Looks like Asparagus setaceus, commonly known as Common Asparagus Fern, Lace Fern, Climbing Asparagus, or Ferny Asparagus. This native to South Africa has naturalized and become invasive in many places. The stems may reach 4 yards in length, and are fibrous and tough.

The plant spreads through the poisonous berries, and can quickly fill a large area. It has a deep, aggressive root system of thick, fleshy roots, which hold nutrients and water in case of drought. They also make digging the plant out very difficult, especially as the plant is often found in hard or rocky soil.

I've recently had to dig out some of these at a house where they were being used as a foundation plant. Not fun. You can kill them with Roundup, but don't "pour on". Make sure the plants are not climbing on any trees, shrubs, or other good plants, cutting back the vines if need be.

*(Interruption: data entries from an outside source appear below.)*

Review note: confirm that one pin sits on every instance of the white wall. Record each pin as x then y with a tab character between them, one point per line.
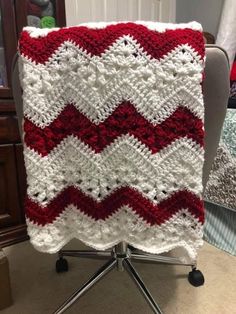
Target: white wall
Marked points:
81	11
207	12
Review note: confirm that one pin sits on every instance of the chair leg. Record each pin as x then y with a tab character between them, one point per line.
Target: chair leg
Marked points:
91	282
160	259
135	276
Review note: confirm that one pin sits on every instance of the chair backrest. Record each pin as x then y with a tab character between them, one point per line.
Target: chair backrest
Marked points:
215	92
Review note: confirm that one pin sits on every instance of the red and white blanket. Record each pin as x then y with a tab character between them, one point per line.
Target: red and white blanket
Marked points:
114	135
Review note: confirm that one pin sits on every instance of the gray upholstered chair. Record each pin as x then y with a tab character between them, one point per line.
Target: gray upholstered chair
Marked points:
215	91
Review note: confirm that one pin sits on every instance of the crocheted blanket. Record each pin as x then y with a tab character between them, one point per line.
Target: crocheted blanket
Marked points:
114	135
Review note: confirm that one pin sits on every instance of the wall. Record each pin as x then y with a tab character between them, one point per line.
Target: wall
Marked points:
207	12
80	11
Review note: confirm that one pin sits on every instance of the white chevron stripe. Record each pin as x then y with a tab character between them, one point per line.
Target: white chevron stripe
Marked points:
97	84
125	162
181	230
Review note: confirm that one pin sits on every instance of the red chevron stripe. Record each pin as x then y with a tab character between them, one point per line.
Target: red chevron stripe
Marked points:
125	119
151	213
96	41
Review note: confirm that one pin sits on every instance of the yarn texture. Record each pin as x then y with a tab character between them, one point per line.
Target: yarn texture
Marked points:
114	135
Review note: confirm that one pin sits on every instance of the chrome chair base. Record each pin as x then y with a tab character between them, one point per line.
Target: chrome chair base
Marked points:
120	257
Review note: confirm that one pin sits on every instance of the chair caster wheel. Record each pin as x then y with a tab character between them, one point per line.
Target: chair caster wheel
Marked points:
61	265
196	278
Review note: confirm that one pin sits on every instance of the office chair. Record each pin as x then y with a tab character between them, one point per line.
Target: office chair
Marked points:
215	93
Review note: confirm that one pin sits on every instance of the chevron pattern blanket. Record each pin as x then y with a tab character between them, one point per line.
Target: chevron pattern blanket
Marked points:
114	135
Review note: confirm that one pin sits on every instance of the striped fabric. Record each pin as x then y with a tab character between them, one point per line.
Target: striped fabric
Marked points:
219	227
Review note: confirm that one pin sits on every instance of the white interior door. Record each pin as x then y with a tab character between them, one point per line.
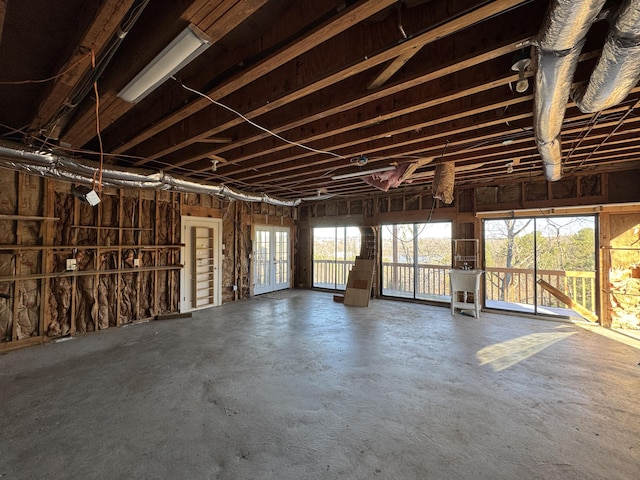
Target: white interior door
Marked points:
271	259
202	254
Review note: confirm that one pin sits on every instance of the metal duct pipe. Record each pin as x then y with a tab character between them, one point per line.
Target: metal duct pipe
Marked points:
618	68
51	165
559	43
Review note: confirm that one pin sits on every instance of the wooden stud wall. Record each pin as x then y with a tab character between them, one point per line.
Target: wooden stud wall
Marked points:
69	302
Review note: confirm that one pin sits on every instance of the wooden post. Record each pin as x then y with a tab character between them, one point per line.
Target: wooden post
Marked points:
156	254
119	258
49	194
604	298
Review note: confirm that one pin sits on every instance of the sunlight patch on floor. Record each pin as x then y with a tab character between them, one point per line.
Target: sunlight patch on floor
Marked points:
506	354
611	334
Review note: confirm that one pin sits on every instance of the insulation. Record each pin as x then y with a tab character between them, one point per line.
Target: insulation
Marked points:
560	41
443	182
618	68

Spray on a calm (not breezy) day, preferably hot and sunny. Try to spray at least 12 hrs. before rain, but preferably wait until the forecast predicts a few days of good weather. Work your way backwards through the patch, so you don't get herbicide on your clothes or shoes. Spray the plants enough that they are evenly and uniformly wet, but not dripping. Also, spraying the ground/roots is not helpful in killing the plant. Keep all pets and/or children out of the area until the plants are removed.

After the plants have turned yellow/brown all the way to the stem bases, you can cut the vines off at the base and dispose of them. The plants may regrow somewhat, so this may have to be repeated up to three times (but usually only once). Each regrowth is much smaller and weaker than the one before.